This notebook aims to process the data measured by the LiDAR CORAL. We measured waer vapour mixing ratio (MR). Unfortunately, the data is very heavy to store, so we first concatenate it in a simpler way before storing it in the folder data/processed/data.

In [1]:
import xarray as xr
import numpy as np
import intake
import pandas as pd
import matplotlib.pyplot as plt
%load_ext memory_profiler
import matplotlib.gridspec as gridspec
from scipy.stats import ttest_ind
import seaborn as sns
import matplotlib as mpl
from mpl_toolkits.axes_grid1.inset_locator import inset_axes
import eurec4a


## Get the wvmr data and the clouds data processed in the code process_LW_BCO_data

In [2]:
MR = xr.open_dataset('./../data/MR.nc')['water vapour mixing ratio']
windspeed = xr.open_dataset('./../data/windspeed_eurec4a.nc')['wind_speed']
windspeed_avg = windspeed.sel(range = 1000, method = 'nearest').mean(dim = 'time')
start_time = np.datetime64('2020-01-12T10:00:00')
end_time   = np.datetime64('2020-02-28T23:59:59')

In [3]:
#We load the cloud borders array that has been processed in the code "process_LW_BCO_data.ipynb"
clouds = np.loadtxt('./../data/processed_data/cloud_borders_2020.txt', delimiter=',', dtype='object') 
clouds[:, 0] = np.array(clouds[:, 0], dtype='datetime64[s]')
clouds[:, 1] = np.array(clouds[:, 1], dtype='datetime64[s]')
clouds[:, 2] = np.array(clouds[:, 2], dtype='float64')
clouds[:, 3] = np.array(clouds[:, 3], dtype='float64')
clouds[:, 4] = np.array(clouds[:, 4], dtype='float64')
clouds[:, 5] = np.array(clouds[:, 5], dtype='float64')

#Since MR data is only available during Januray February (EUREC4A period), we restric our clouds during that time
clouds_time = clouds[(clouds[:, 0] >= start_time) & (clouds[:, 0] <= end_time)]


In [51]:
"""
As in the LW_down code we want to avoid cross-contamination. Therefore, we put NaN each time a cloud is measure in the MR data.
This avoids to have very high MR in our vertical profiles that come from clouds. This will only be sued when we look at vertical profiles as a function of 
distance to the cloud (as clouds might be in these distance bins, so we don't wanna include their values). When looking at different gap length, we study regions
without gap, so this does not matter.

As a reminder, we focus on the surroundings of clouds, and we are therefore not interested in clouds values.
"""
def mask_clouds(MR, clouds):
    for cloud in clouds:
        start_time = np.datetime64(cloud[0])
        end_time = np.datetime64(cloud[1])
        

        # Mask the values in MR for the given time range
        MR = MR.where(~((MR.time >= start_time) & (MR.time <= end_time)), np.nan)
        
    return MR

In [39]:
masked_MR = mask_clouds(MR, clouds_time)

In [40]:
masked_MR.to_netcdf('./../data/processed_data/masked_MR.nc')

In [6]:
masked_MR = xr.open_dataset('./../data/processed_data/masked_MR.nc')['water vapour mixing ratio']

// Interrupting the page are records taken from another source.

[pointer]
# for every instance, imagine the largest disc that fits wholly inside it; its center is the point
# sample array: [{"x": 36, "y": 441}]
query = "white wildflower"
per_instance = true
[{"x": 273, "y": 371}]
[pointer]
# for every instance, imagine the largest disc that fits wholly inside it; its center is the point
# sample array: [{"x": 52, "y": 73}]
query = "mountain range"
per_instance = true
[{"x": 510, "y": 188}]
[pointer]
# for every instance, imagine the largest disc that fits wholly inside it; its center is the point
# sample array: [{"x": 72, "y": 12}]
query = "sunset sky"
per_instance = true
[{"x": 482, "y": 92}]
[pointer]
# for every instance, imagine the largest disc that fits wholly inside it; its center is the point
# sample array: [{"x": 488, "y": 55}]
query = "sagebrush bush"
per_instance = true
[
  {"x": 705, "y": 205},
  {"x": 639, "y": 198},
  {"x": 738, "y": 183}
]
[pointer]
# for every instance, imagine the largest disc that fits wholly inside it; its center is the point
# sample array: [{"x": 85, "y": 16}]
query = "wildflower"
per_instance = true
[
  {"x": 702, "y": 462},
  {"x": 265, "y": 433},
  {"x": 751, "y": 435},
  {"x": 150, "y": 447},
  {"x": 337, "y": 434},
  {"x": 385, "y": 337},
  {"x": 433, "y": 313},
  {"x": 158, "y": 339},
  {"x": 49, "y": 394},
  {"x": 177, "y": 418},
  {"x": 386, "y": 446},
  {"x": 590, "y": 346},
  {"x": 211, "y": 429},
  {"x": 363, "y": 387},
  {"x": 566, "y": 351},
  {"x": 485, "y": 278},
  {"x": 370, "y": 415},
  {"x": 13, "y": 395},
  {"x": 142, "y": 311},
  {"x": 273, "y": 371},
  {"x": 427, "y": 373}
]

## Process data as a function of gap length

In this part of the code we process the data as a function of gap length. This is a preparation for plot ???
We separate the data into MR profiles with information on the gap length for each cloud gap. Then we store the data in the folder data/processed_data/vertical_profiles

In [8]:
def mr_profile_gaps(MR, clouds):
    """
    This function takes the vertical profiles of MR in between clouds, i.e., in the gaps. Furthermore, it stores the vertical profiles as averaged over the entire 
    gaps by including the gap length for each profile. This will allow later to plot the MR profiles as a function of gap length

    Inputs:
    - MR data from the LiDAR
    - clouds array with their start and endtime

    Outputs:
    - combined_gaps: these are the combined averaged vertical profiles between clouds (in the gaps). Each vertical profile has information about its gap length 
    associated to it.
    """
    gaps = []
    gap_lengths = []

    MR = MR.chunk({"time": 1000, "alt": 201})
    
    # Ensure clouds are sorted by start time
    clouds = clouds[np.argsort(clouds[:, 0])]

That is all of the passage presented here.